With nine Dow components and more than 60 companies on the S&P 500 reporting in the coming week, expect data-hungry investors to devour those reports for clues on where the economy is heading.

"One of the things that worries me is not getting statistics," McMillan said. "This makes people worry especially if financials [earnings] are coming in weaker than expected."

Financial earnings figure heavily in the coming week with reports from Dow components American Express Co. (AXP) and Goldman Sachs Group Inc. (GS), along with reports from Citigroup Inc. (C), Bank of America Corp. (BAC) and Morgan Stanley (MS).

While adjusted earnings from J.P. Morgan Chase & Co. (JPM) and Wells Fargo & Co. (WFC) cleared consensus levels on Friday, J.P. Morgan's report was marred by more than $9 billion in litigation expenses, while mortgage banking results -- Wells Fargo's leading business -- came in weaker than expected.

That weakness in mortgages could signal a reluctant consumer in the wake of economic uncertainty, much in the way growth was stymied just before the fiscal cliff last year. On Friday, a report showed consumer-sentiment levels at their lowest since January.

While banks will be taking center stage on earnings, a number of consumer-focused companies will also be reporting. In that area, some of the big earnings reports will be coming from Coca-Cola Co. (KO), Johnson & Johnson Inc. (JNJ), PepsiCo Inc. (PEP), UnitedHealth Group Inc. (UNH), Verizon Communications Inc. (VZ)and Philip Morris International Inc. (PM).

"Consumer discretionary earnings will be an interesting bellwether on what's been driving growth," McMillan said. Companies specific to the consumer discretionary sector reporting in the coming week include Chipotle Mexican Grill Inc. (CMG), Mattel Inc. (MAT), Interpublic Group of Cos. (IPG) and Omnicom Group Inc. (OMC).

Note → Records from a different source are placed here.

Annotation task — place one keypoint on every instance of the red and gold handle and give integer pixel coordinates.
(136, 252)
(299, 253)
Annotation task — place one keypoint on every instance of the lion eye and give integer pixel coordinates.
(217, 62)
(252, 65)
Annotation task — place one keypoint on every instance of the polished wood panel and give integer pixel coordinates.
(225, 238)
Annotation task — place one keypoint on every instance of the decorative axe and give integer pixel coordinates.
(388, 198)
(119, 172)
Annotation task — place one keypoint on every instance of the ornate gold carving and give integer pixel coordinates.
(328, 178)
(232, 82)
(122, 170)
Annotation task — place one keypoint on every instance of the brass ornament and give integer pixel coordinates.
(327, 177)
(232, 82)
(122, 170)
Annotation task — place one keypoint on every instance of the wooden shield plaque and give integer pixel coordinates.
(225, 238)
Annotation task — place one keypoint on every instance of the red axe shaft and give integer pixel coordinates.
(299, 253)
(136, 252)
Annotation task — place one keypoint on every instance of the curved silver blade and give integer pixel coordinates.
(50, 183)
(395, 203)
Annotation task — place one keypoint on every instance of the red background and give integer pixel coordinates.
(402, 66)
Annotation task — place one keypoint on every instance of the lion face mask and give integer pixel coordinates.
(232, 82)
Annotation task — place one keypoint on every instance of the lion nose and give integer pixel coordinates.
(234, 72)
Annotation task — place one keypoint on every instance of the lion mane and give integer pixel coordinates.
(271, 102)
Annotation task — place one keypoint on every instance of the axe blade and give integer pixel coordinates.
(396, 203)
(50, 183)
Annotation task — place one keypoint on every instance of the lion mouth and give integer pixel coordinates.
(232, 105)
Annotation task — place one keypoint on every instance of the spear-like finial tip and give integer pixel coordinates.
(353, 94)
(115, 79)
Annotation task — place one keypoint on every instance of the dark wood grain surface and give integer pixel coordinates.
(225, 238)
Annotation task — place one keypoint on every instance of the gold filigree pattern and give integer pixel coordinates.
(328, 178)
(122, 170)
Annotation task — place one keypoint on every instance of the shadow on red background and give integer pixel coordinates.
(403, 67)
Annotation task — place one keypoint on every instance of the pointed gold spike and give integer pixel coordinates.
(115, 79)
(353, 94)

One piece of data that concerns McMillan, which came out in the past week, was disappointing September sales data from Gap Inc. (GPS). "That's not a positive sign," he said. "I wonder if it signals if people are pulling back. Consumer confidence is down, not as much as thought, but Gap results worry me." Gap shares fell nearly 7% on Friday.

So far, with 31 S&P 500 companies having already reported earnings, the blended earnings growth rate stands at 0.8% for the third quarter, according to John Butters, senior earnings analyst at FactSet. At the end of September, the expected earnings growth rate was at 3.1%, more than half of what was expected at the beginning of that quarter.

Of the 110 companies on the index that have issued earnings guidance for the quarter, 91 of them, or nearly 83%, are guiding below the Wall Street consensus, the highest negative outlook percentage since FactSet began tracking the numbers in 2006.

Other notable earnings fall toward the tech end of the spectrum with reports from Yahoo Inc. (YHOO), Intel Corp. (INTC), International Business Machines Corp. (IBM), eBay Inc. (EBAY) and Google Inc. (GOOG).

Industrials also play a large role in the coming week with Honeywell International Inc. (HON), Textron Inc. (TXT), CSX Corp. (CSX), Union Pacific Corp. (UNP) and General Electric Co. (GE) reporting.

In a recent Goldman Sachs report, the firm picked 20 stocks that are expected to drive revenue growth in the third quarter. Companies from that list reporting in the coming week are UnitedHealth, Google and Verizon.